A vuelapluma, viéndolo responder en directo, dos contradicciones. Una, implícita: está en contra de que se adoctrine en la escuela, punto. Independientemente de la doctrina. Debería entonces oponerse a la asignatura de religión, y apartar a sus hijos de ella. Otra, explícita: segundos después de hacer un llamado a los consensos comunes que hacen suaves los cambios de gobierno, se opone a la asignatura porque no se puede enseñar la posura de uno o de otro: ¿no existen entonces esos espacios comunes, no dan para un temario?

Una vez más constato que los grandes partidos se tienen que estirar hasta el absurdo para contentar a muchos. Por eso mola UPyD.
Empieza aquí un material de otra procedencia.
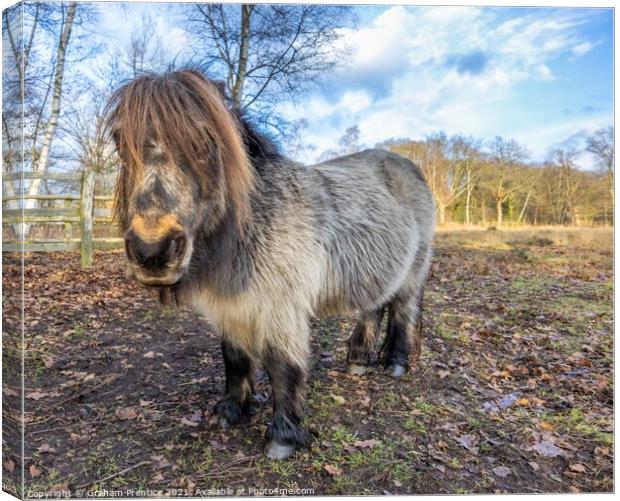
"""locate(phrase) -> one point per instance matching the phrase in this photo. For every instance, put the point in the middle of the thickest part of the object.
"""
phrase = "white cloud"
(417, 70)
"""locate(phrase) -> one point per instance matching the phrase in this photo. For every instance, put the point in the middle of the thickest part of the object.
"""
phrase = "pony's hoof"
(396, 370)
(275, 450)
(356, 370)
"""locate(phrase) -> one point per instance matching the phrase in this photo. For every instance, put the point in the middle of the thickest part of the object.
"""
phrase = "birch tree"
(505, 155)
(57, 91)
(266, 54)
(601, 145)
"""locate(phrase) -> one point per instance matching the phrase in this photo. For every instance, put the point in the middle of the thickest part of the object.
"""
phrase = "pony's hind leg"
(362, 341)
(288, 378)
(237, 403)
(403, 340)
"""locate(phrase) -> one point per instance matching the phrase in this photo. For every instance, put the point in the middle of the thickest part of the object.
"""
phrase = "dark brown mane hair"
(186, 114)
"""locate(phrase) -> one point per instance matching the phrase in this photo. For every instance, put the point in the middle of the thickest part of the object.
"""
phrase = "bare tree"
(466, 155)
(505, 155)
(57, 86)
(348, 143)
(601, 145)
(267, 53)
(565, 185)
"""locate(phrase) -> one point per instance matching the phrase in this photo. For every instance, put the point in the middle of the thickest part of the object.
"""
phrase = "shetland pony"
(217, 219)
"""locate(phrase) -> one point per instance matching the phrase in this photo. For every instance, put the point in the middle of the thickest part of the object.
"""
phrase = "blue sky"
(542, 76)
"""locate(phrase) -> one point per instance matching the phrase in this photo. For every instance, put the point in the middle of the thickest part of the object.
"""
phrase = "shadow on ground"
(513, 392)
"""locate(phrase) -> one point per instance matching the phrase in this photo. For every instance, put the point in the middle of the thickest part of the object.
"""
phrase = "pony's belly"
(233, 318)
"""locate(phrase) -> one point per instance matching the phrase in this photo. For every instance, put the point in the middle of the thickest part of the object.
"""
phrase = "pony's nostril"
(177, 246)
(157, 254)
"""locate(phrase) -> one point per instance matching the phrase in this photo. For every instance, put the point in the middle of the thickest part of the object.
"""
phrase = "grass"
(575, 422)
(515, 236)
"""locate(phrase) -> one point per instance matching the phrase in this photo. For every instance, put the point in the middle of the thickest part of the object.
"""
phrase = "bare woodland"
(263, 55)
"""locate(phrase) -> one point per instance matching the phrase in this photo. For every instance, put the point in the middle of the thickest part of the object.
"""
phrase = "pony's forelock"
(185, 113)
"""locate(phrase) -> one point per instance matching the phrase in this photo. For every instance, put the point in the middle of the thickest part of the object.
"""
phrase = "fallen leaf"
(46, 448)
(126, 413)
(9, 392)
(501, 471)
(188, 422)
(369, 444)
(509, 400)
(338, 399)
(547, 449)
(59, 488)
(578, 468)
(158, 477)
(468, 441)
(334, 471)
(546, 426)
(36, 395)
(34, 471)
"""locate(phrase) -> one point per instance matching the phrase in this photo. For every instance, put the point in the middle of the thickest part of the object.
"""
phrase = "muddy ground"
(513, 392)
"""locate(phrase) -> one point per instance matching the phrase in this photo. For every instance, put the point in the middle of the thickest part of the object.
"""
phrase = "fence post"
(87, 204)
(68, 230)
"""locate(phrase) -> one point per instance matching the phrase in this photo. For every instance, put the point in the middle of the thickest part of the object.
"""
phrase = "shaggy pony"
(216, 218)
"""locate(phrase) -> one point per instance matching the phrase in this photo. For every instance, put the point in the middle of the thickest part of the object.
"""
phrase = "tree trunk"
(442, 213)
(237, 90)
(527, 199)
(500, 215)
(468, 198)
(61, 53)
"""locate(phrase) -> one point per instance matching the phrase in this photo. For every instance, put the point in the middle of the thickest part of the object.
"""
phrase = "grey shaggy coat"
(216, 218)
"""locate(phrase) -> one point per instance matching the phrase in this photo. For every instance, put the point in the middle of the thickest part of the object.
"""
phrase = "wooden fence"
(76, 209)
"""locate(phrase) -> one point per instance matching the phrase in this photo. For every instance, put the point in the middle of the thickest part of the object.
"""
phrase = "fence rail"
(85, 214)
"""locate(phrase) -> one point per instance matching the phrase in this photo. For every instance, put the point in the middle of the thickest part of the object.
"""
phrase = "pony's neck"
(259, 147)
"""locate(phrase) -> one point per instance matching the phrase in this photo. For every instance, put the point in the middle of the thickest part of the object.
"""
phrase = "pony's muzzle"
(157, 262)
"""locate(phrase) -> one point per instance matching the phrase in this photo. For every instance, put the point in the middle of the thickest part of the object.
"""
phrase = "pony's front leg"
(237, 403)
(287, 372)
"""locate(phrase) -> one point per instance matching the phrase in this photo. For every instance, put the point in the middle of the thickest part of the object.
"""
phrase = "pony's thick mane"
(185, 114)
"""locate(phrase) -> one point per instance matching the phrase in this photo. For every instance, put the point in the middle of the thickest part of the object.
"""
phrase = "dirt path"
(513, 392)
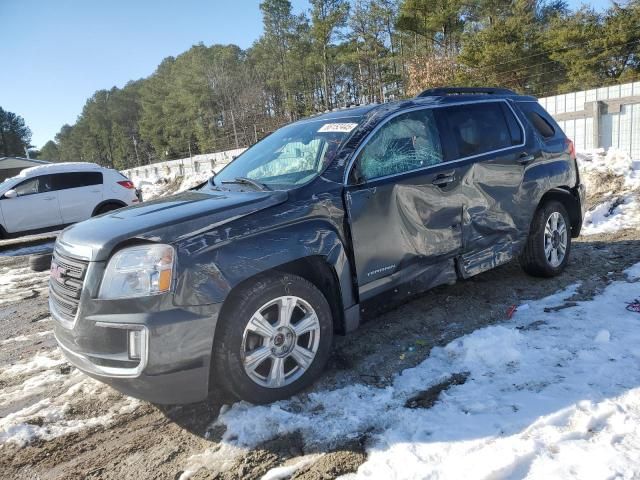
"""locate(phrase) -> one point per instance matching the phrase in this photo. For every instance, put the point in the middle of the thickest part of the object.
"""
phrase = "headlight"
(138, 272)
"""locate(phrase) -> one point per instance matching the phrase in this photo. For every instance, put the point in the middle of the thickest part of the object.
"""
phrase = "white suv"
(57, 194)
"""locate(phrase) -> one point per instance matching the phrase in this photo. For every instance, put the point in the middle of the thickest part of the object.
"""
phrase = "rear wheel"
(546, 253)
(273, 340)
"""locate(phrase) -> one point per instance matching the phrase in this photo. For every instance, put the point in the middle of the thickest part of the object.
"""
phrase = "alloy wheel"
(555, 239)
(280, 341)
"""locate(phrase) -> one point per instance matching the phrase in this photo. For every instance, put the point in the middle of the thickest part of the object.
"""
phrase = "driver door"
(404, 203)
(35, 207)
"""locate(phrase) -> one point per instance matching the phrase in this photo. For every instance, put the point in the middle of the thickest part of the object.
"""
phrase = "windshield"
(6, 182)
(291, 156)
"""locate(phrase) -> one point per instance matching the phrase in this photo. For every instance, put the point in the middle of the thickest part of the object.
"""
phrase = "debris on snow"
(613, 189)
(561, 400)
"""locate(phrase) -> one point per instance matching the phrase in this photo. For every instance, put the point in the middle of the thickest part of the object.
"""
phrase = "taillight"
(572, 148)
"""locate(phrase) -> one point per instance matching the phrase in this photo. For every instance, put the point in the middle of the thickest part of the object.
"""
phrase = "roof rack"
(435, 92)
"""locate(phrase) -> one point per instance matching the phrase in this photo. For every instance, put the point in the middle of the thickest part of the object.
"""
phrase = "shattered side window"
(407, 142)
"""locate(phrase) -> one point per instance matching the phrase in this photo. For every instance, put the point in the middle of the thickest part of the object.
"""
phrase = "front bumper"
(173, 356)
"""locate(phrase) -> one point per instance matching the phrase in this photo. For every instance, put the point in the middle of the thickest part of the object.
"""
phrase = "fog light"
(135, 344)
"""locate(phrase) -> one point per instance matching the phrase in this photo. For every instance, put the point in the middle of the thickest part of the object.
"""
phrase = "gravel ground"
(87, 430)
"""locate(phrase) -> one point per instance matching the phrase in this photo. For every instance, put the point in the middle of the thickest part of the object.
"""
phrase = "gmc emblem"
(57, 272)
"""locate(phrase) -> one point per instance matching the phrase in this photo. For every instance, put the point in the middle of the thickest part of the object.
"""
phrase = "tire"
(237, 341)
(108, 207)
(40, 263)
(534, 259)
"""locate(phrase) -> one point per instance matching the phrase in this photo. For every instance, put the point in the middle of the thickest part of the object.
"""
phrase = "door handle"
(525, 158)
(443, 179)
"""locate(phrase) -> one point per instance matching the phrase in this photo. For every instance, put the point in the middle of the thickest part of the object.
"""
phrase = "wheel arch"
(111, 201)
(565, 196)
(314, 268)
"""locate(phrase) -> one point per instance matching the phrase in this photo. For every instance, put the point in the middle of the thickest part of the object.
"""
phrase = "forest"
(341, 53)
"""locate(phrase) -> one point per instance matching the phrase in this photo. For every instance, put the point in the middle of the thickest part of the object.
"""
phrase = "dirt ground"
(147, 441)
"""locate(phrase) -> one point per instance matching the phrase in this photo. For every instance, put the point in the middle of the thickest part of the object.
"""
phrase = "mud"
(156, 443)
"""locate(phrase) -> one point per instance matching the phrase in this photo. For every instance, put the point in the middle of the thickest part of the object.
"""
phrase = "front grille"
(65, 291)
domingo, 14 de septiembre de 2008

Envidia

Estoy siguiendo con muchísimo interés la campaña presidencial en EE.UU. Hay muchas cosas que me gustaría comentar, cosas que me gustan y cosas que no; lo que pasa es que se me ocurren demasiados detalles y ninguno especialmente relevante, por lo que al final no traigo nada. Pero hoy he visto algo que me ha impresionado; si pudiera traerme de un plumazo a mi país una sola de las características del juego político americano, creo que elegiría lo que se ve en este video. Un periodista entrevistando a cara de perro al candidato, interrumpiéndole sin piedad (tiene usted que entenderlo, estudió en Harvard, ¿no?), contradiciendo sus afirmaciones, lanzándole a la cara datos e ideas, obligándole a dar lo mejor de sí mismo. Lo de menos es que mi corazón esté con el candidato, o que el entrevistador sea una bestia parda manipuladora: es necesario, es higiénico, es bueno para todos que los políticos se enfrenten a este tipo de escrutinio. Me acuerdo de la entrevista de Herrera a ZP y me muero de pena.

jueves, 11 de septiembre de 2008

Resumen del verano (I)


Resumen del verano (II)


Resumen del verano (III)


Resumen del verano (IV)

Back to reality

Ayer por la mañana estaba aquí.

Hoy otra vez en lo de todos los días. Eso sí, con la piel como el culito de un bebé.